News/Media

What's going on in the world of Blue Sky Systems

I have recommended to people what architecting SANS for them for years RAID5/6. Depending on the disk type and use, I would select one of the two. Over the years, people have been asking, but why would you use one over the other beyond redundancy? One huge reason Bit Rot!

Due to SSD being so prevalent, people have forgotten about bit rot. This is because SSDs have an error-correcting code, or ECC for short, built in.

So, what is my experience that has made me write about this? Well, like any good geeky IT engineer, we enjoy tinkering at home. I had a simple RAID 1 setup which I have been using for a few years, holding some data. I had drive failures in the past and swapped them out. However, over this time, I began to notice defects in videos and data corruption. This was due to bit rot. Without any error parity bits to check, this was causing tiny amounts of data to be lost. Now this was a home lab with replaceable data. But if it were key data at home or in the office, this would be a big problem.

This is where RAID comes in. Now, if you're running production data that you can't afford to lose, running a regular spinning drives RAID 6 is a minimum. Why? Simple. RAID 5 allows for 1 drive to be lost, yes. But during that rebuild, you no longer have a way to check against bit rot. At this point, you have the same protection as RAID 0. As the data is rebuilt on the new drive, there is no way to double-check that this data is 100% correct.

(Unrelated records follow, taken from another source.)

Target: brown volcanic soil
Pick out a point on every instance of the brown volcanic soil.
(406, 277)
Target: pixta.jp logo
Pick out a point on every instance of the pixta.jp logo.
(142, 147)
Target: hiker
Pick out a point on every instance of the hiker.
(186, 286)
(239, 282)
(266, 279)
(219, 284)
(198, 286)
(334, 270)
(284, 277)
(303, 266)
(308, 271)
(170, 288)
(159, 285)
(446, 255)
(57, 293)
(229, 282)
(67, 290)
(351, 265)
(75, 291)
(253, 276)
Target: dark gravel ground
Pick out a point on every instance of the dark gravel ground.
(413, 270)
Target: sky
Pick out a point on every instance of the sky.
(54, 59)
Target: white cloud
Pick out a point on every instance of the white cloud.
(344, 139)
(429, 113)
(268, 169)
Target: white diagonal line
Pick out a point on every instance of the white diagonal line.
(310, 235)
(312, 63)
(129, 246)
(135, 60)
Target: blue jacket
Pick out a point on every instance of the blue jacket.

Using RAID 6, in the event of a single drive failure, you still have 1 drive with error correction capabilities.

Another interesting point I have never been asked about in my profession is data scrubbing. This is important as well. This is a scheduled task that runs through the array to check for bit rot. It does this by reading the drives and ensuring that the same parity check is calculated; if not, it corrects the error.

There are also file systems with this capability, such as BTRFS and ZFS, the latter being more popular due to its greater maturity. These only work if you use the system to create the metadata that covers loss as a RAID replacement; otherwise, it can only detect bit rot, not repair.

Whatever tech you chose, be it filesystem, RAID or something similar, if you are using spinning drives or SSD that are 3.84TB+, use a system with double redundancy. Once installed, ensure that data scrubbing is running, as this will pick up errors and deal with them.